Think of the iconic disappearing photo in Back to the Future (1985). Scientifically absurd. But we don’t care. Why? Because within the story, it makes emotional sense. Marty’s very existence is fading! The stakes are real! We’re invested!

Your sales pitch should follow the same logic. 

The buyer doesn’t have time to overanalyze — they just have to FEEL it.

Rule #2: Time travel logic applies to sales

In movies, time travel falls apart the moment someone stops to think about it. 

The trick is momentum. 

If a character starts asking "Wait, so if I change the past, wouldn't that mean...?" the story crumbles.

Same goes for your sales pitch.

The worst thing you can do is introduce a concept that makes your buyer hesitate. 

The minute they say, "Wait a second..." you’ve lost.

  • Good selling: Paints a future so compelling that they move toward it without hesitation.
  • Bad selling: Leaves space for doubt and unnecessary reflection.

Rule #3: Buyers don’t have time to notice the strings

Every sale is a kind of close-up magic trick. 

The best sellers make sure the buyer never sees how it's done.

Apple did this beautifully. 

They removed the headphone jack and say, "It's the courage to innovate."

Does it make any logical sense?

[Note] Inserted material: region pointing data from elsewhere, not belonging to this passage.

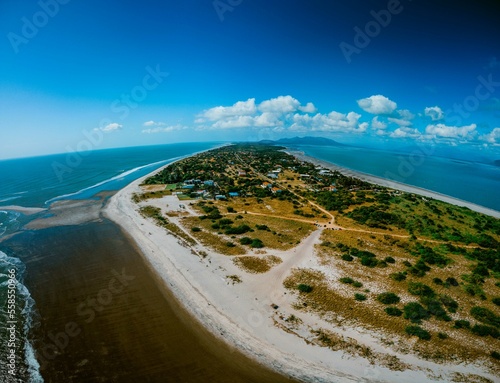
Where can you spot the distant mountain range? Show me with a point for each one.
(317, 141)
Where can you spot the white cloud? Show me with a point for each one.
(405, 132)
(281, 105)
(377, 104)
(406, 114)
(308, 108)
(241, 108)
(112, 127)
(377, 125)
(492, 138)
(444, 131)
(434, 112)
(164, 129)
(399, 121)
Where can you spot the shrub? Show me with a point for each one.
(442, 335)
(420, 289)
(482, 330)
(434, 307)
(449, 303)
(369, 261)
(415, 312)
(246, 241)
(398, 276)
(462, 324)
(257, 243)
(388, 298)
(485, 315)
(495, 355)
(452, 281)
(393, 311)
(418, 331)
(303, 288)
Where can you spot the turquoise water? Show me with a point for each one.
(37, 182)
(474, 182)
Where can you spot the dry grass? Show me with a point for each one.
(253, 264)
(282, 234)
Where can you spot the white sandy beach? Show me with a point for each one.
(241, 314)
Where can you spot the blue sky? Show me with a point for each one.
(78, 75)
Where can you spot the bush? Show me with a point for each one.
(462, 324)
(442, 335)
(246, 241)
(303, 288)
(495, 355)
(434, 307)
(369, 261)
(485, 315)
(393, 311)
(398, 276)
(415, 312)
(257, 243)
(482, 330)
(388, 298)
(420, 289)
(418, 331)
(452, 281)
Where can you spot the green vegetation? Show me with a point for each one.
(418, 331)
(388, 298)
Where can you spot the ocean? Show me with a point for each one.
(470, 181)
(37, 182)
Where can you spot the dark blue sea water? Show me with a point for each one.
(474, 182)
(39, 181)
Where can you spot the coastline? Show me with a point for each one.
(394, 184)
(239, 315)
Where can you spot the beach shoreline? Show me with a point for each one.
(394, 184)
(227, 311)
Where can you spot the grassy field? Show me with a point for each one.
(357, 296)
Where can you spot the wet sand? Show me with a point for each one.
(105, 319)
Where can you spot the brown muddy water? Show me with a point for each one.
(104, 318)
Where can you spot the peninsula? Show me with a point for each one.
(320, 275)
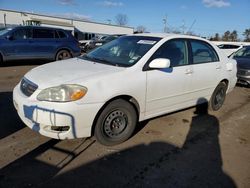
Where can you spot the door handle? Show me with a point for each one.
(218, 67)
(188, 71)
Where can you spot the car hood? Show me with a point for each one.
(243, 63)
(72, 71)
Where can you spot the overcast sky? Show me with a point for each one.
(206, 16)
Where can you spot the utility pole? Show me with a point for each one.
(189, 30)
(4, 20)
(183, 27)
(165, 24)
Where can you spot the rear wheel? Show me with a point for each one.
(218, 97)
(116, 123)
(63, 54)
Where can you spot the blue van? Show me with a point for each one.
(35, 42)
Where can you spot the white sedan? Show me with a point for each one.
(133, 78)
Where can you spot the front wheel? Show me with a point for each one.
(218, 97)
(63, 54)
(116, 123)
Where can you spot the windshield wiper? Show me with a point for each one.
(101, 60)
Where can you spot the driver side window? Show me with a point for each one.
(175, 51)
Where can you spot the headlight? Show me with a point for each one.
(62, 93)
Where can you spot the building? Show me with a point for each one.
(83, 30)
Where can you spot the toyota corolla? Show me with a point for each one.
(133, 78)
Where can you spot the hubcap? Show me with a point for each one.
(115, 123)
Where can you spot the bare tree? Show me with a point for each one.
(121, 19)
(247, 35)
(226, 36)
(141, 29)
(233, 36)
(216, 37)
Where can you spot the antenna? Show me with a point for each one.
(165, 24)
(191, 25)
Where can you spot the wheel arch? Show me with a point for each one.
(127, 98)
(226, 81)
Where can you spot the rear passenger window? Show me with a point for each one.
(61, 34)
(43, 33)
(175, 51)
(22, 33)
(203, 53)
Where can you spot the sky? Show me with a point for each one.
(202, 17)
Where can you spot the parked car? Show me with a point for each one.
(34, 42)
(242, 57)
(228, 49)
(99, 42)
(130, 79)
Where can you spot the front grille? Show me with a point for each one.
(28, 87)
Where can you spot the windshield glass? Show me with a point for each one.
(243, 52)
(124, 51)
(4, 31)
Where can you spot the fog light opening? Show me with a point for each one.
(60, 128)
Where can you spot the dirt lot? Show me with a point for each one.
(189, 148)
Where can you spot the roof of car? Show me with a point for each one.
(32, 26)
(168, 35)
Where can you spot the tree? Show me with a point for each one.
(141, 29)
(121, 19)
(233, 36)
(216, 37)
(247, 35)
(226, 36)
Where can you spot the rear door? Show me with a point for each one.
(168, 89)
(45, 42)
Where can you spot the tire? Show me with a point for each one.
(218, 97)
(116, 123)
(63, 54)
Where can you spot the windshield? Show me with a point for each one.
(124, 51)
(242, 53)
(4, 31)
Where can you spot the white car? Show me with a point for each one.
(133, 78)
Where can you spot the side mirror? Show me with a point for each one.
(159, 63)
(9, 37)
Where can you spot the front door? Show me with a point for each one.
(168, 89)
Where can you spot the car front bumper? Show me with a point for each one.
(56, 120)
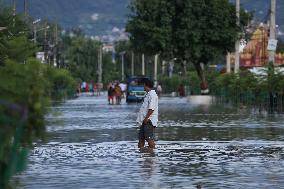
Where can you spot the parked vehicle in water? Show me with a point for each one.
(135, 89)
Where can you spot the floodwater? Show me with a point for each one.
(94, 145)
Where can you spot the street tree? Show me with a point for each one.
(197, 31)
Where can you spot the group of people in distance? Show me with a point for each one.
(91, 87)
(116, 91)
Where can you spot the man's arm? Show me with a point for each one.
(147, 116)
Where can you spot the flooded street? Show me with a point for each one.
(94, 145)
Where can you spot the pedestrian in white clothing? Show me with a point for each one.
(148, 116)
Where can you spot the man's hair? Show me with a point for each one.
(149, 83)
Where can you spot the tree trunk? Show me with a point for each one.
(202, 77)
(184, 68)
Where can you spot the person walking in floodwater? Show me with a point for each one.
(117, 93)
(110, 94)
(148, 116)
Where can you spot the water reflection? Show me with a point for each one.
(93, 145)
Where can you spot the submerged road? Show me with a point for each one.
(94, 145)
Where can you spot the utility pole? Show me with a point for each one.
(100, 60)
(45, 49)
(143, 64)
(122, 65)
(164, 67)
(14, 13)
(55, 45)
(132, 63)
(156, 68)
(26, 8)
(272, 35)
(237, 45)
(228, 62)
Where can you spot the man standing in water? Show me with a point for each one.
(148, 116)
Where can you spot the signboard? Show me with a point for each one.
(272, 45)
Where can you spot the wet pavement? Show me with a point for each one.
(94, 145)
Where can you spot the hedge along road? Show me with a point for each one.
(94, 145)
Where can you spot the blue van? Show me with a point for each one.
(135, 89)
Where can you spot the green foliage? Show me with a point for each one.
(150, 26)
(61, 83)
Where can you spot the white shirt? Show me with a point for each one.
(150, 102)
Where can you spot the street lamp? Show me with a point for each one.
(3, 28)
(34, 23)
(122, 64)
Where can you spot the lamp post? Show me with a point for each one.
(122, 65)
(2, 28)
(35, 29)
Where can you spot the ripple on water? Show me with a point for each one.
(93, 145)
(215, 164)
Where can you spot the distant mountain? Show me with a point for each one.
(105, 17)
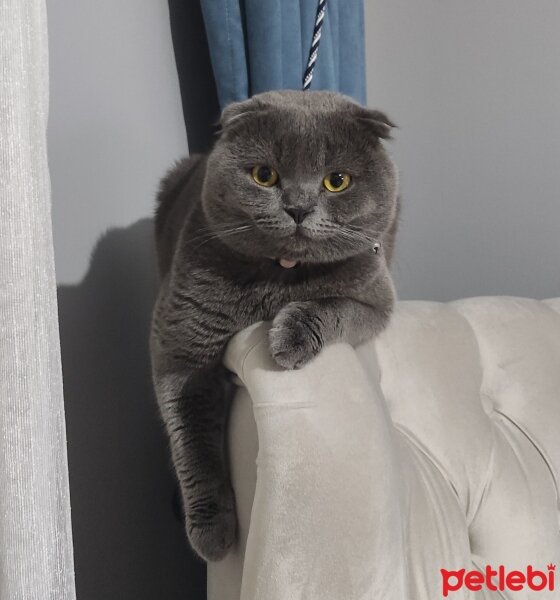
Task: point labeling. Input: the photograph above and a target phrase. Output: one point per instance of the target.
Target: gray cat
(290, 218)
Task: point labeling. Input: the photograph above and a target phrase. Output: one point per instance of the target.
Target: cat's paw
(295, 337)
(212, 526)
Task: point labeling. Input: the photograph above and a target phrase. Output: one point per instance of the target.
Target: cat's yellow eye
(337, 182)
(265, 176)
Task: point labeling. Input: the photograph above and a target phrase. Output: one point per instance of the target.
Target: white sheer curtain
(35, 535)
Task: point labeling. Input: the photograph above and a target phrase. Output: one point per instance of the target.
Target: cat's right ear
(235, 112)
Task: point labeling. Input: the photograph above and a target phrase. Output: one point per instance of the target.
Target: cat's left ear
(377, 122)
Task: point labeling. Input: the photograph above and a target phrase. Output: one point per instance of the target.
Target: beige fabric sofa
(364, 474)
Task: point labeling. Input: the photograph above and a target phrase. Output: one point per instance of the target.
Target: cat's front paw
(212, 526)
(295, 337)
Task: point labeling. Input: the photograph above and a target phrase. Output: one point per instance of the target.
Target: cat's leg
(193, 405)
(301, 329)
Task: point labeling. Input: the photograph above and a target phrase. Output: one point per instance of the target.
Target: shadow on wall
(127, 543)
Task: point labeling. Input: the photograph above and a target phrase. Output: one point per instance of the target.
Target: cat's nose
(298, 213)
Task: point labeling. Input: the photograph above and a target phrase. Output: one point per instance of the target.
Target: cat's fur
(219, 237)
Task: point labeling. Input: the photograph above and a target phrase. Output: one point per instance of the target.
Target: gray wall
(475, 88)
(115, 126)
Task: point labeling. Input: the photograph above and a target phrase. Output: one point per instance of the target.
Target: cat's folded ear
(235, 112)
(376, 122)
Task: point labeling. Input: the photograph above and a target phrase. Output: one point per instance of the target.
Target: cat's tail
(172, 208)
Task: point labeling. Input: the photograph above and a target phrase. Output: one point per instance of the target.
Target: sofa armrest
(319, 515)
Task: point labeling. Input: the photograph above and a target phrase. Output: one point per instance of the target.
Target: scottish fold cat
(290, 218)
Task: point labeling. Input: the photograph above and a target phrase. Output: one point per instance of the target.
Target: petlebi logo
(498, 579)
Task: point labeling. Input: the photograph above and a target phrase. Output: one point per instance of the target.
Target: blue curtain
(260, 45)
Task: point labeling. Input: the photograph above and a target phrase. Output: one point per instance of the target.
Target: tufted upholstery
(435, 446)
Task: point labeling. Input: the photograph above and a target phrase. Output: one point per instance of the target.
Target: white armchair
(365, 473)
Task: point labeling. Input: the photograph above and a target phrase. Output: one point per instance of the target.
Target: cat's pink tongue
(287, 263)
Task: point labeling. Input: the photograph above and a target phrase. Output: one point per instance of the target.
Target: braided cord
(319, 19)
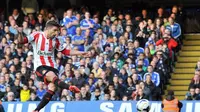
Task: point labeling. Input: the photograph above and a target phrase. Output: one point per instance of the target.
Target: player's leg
(47, 97)
(52, 77)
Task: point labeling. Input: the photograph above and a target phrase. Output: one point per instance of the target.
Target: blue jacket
(175, 30)
(71, 30)
(84, 23)
(155, 77)
(138, 51)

Barely. Does it feel right? Absolutely.

So, your job isn’t to be airtight in a courtroom; it’s to sell a believable reality that gets your prospect to act.

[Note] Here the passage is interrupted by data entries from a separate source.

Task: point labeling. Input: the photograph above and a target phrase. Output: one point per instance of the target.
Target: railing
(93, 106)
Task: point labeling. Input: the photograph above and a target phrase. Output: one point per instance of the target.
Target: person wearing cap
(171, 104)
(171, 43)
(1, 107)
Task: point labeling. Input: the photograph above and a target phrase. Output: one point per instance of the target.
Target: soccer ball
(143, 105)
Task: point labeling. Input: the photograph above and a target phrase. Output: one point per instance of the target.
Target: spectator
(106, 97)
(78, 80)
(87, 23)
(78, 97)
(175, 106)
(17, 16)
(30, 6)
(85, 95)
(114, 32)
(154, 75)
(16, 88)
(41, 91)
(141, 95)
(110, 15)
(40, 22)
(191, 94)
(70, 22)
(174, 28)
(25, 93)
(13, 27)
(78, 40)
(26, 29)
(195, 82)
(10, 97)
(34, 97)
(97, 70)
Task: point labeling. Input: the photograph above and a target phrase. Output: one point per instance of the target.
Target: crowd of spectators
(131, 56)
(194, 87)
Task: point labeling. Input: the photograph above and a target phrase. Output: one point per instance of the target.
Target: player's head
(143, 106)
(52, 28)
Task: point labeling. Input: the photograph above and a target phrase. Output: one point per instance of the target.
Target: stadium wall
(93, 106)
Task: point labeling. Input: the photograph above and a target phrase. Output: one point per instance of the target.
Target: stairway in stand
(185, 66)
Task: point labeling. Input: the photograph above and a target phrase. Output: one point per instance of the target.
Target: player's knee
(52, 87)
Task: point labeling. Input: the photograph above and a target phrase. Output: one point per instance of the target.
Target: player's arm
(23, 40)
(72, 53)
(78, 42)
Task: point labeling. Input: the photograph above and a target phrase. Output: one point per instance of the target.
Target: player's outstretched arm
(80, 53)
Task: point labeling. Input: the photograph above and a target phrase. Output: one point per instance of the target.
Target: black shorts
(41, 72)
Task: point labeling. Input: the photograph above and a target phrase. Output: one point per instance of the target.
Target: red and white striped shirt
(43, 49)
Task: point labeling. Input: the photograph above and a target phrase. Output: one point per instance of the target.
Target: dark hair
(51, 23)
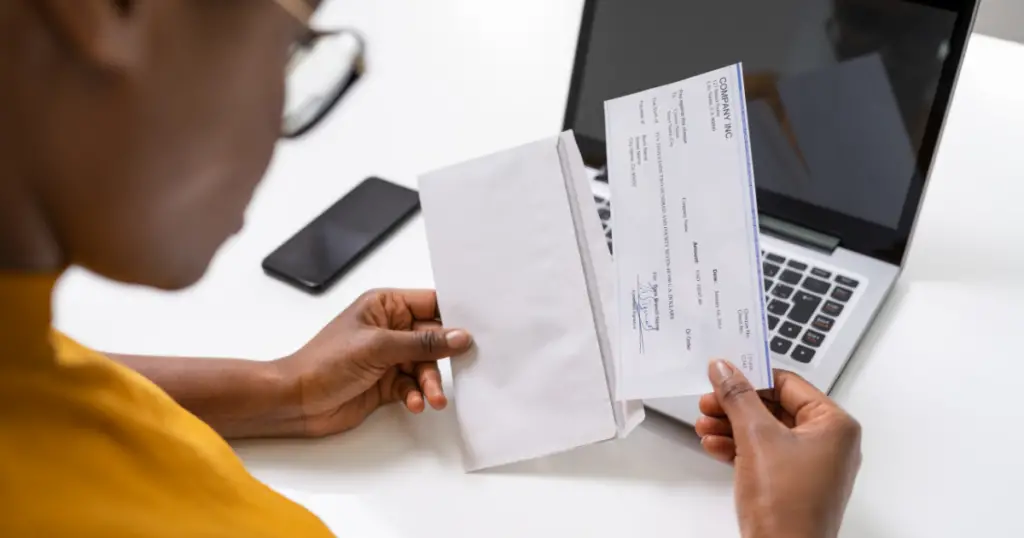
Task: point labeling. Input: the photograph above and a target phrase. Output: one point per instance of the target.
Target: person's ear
(108, 33)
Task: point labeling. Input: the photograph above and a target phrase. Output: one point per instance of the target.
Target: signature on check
(645, 312)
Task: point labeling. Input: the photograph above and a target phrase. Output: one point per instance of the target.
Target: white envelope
(519, 259)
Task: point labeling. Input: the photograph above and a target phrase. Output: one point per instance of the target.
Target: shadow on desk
(395, 444)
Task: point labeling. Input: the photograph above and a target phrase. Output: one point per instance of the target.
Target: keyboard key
(820, 273)
(803, 354)
(791, 277)
(790, 330)
(780, 345)
(823, 323)
(782, 291)
(842, 294)
(804, 305)
(778, 307)
(813, 338)
(815, 285)
(843, 281)
(833, 308)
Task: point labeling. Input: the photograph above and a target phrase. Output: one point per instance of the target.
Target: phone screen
(330, 245)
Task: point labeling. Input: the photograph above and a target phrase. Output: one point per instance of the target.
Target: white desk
(435, 69)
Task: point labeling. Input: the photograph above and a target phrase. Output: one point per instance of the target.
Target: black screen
(840, 91)
(334, 241)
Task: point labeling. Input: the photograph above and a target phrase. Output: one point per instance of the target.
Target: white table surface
(453, 79)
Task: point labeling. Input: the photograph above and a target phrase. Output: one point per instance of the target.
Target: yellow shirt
(89, 448)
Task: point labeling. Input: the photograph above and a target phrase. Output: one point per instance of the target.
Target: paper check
(685, 240)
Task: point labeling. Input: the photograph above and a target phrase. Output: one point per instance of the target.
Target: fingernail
(458, 339)
(720, 371)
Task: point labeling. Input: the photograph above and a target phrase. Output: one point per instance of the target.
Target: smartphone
(327, 248)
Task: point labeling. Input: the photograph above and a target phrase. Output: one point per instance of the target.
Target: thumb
(736, 396)
(423, 344)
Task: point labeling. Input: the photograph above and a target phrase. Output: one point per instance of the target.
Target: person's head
(136, 130)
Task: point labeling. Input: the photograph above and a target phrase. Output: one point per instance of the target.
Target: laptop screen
(842, 94)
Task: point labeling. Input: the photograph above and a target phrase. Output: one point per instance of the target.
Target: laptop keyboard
(804, 301)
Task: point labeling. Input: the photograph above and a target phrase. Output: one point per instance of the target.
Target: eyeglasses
(323, 67)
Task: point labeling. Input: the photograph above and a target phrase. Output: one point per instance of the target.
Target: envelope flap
(508, 269)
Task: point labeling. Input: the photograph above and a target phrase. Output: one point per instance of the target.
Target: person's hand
(796, 453)
(381, 349)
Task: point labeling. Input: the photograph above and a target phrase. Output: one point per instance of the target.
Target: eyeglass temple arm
(300, 9)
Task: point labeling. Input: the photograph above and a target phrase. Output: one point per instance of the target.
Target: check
(685, 237)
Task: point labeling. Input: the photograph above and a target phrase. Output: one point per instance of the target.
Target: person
(132, 135)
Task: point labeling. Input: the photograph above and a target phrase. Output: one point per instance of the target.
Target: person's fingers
(406, 390)
(736, 396)
(430, 384)
(710, 407)
(797, 397)
(422, 326)
(714, 426)
(422, 303)
(395, 347)
(720, 448)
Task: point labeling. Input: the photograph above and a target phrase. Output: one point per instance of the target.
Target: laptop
(847, 100)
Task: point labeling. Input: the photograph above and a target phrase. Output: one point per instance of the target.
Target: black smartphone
(320, 253)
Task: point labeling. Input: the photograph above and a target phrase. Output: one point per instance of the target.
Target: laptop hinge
(797, 234)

Rule #4: "Hang on a minute" must be eliminated

When your buyer hits a mental speed bump, their entire purchase trajectory derails.

  • "Wait, why do I actually need this payments analytics app?"
  • "Didn’t I see this feature at some other SaaS for less?"
  • "Is this problem even that big of a deal to my business?"

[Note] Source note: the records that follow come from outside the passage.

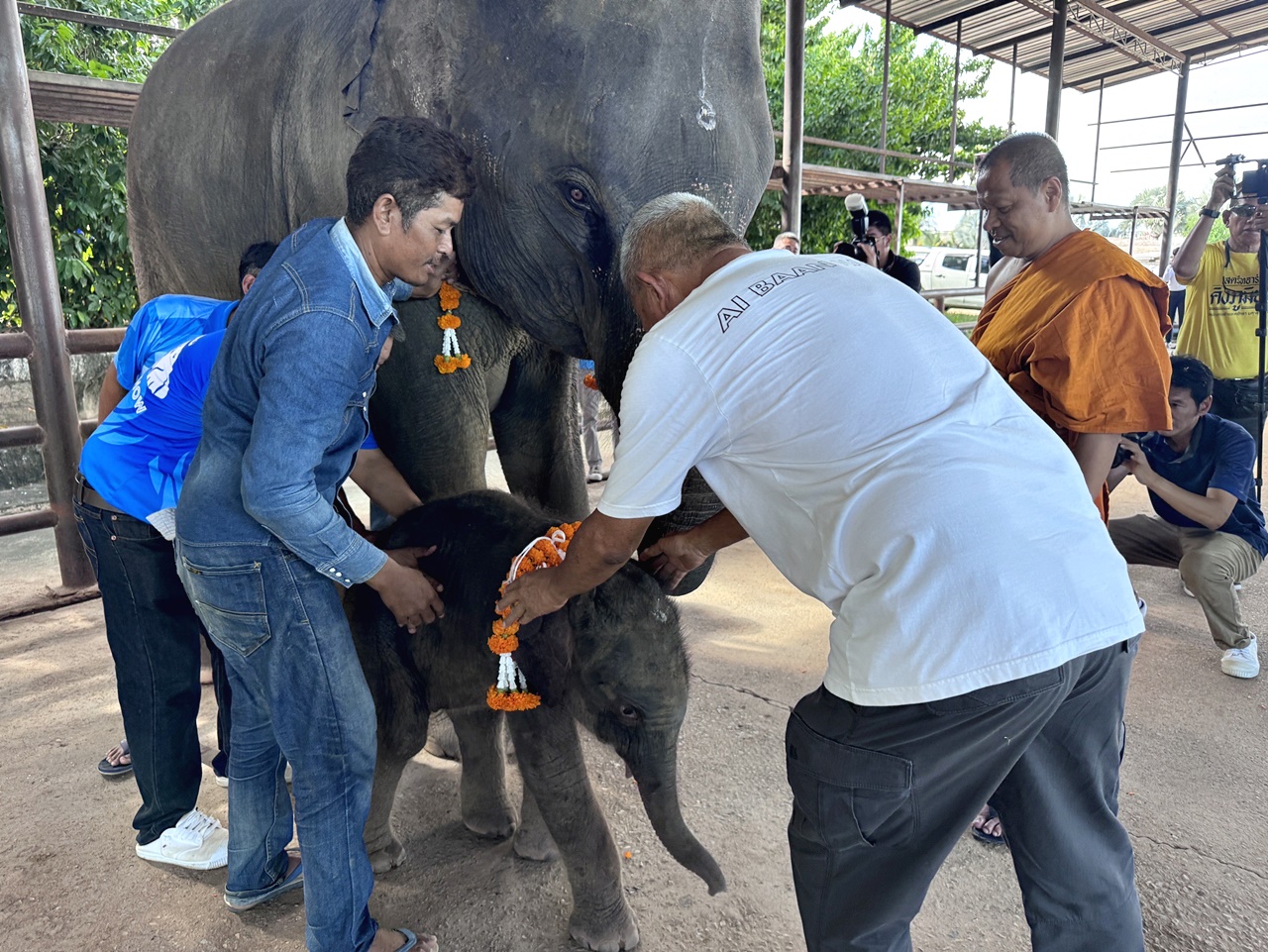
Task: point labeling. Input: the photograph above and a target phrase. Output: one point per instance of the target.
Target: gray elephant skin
(576, 113)
(611, 661)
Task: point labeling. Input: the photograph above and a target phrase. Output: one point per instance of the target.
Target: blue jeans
(154, 637)
(299, 696)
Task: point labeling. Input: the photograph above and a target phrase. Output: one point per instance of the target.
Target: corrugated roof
(1114, 41)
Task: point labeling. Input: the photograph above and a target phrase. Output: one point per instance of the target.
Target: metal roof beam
(90, 19)
(965, 14)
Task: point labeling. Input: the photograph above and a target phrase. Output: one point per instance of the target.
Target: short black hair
(410, 159)
(1191, 374)
(1032, 158)
(255, 258)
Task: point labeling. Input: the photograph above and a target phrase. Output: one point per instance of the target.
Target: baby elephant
(611, 660)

Every friction point is a chance for a buyer to back out. 

In SaaS sales: Momentum is everything (until, it isn’t).

Rule #5: Don’t try to understand it 

When you think through your sales strategy. Consider this: logic isn’t about being "correct." 

Aim for internal consistency, emotional resonance, and deliver it fast enough that no one asks too many questions.

The second your buyer stops to think, the sale has already disappeared from the photo.

And, there’s no time machine that can save your pipeline.


Update: This sounds like a grift.

Ah, yes. You’ve read this before. No, literally — you have read this before. A week ago, from the future. And let me tell you, you knew what you were going to think before you even read it again.

Sounds like a con, doesn’t it? Pulling the wool over innocent buyers’ eyes. Treating prospects like marks. Momentum over truth? Emotion over logic? How very convenient.

But if you’ve ever bought anything — anything — you already know this is how the game works. You want to believe you’re the exception, that your critical thinking shields you from the gravitational pull of a well-crafted sales pitch. But the fact that you’re even arguing proves you’ve already engaged with the premise.

You want to fight it? Fine. But you’ve already felt it.

Ever found yourself buying something and then later rationalizing why it was a good idea? That’s not a ‘time travel’ glitch. That’s the system working as intended.

The trick isn’t about fooling people. It’s about understanding that decisions are made in motion, not in pause. The best sales aren’t deception; they’re directives. A clear, undeniable path forward — before the brain can stop itself from wanting it.

Now, if you’ll excuse me, I need to go back to last Thursday and convince myself not to buy that Agentic AI-Sales Platform. But I already know how that turns out.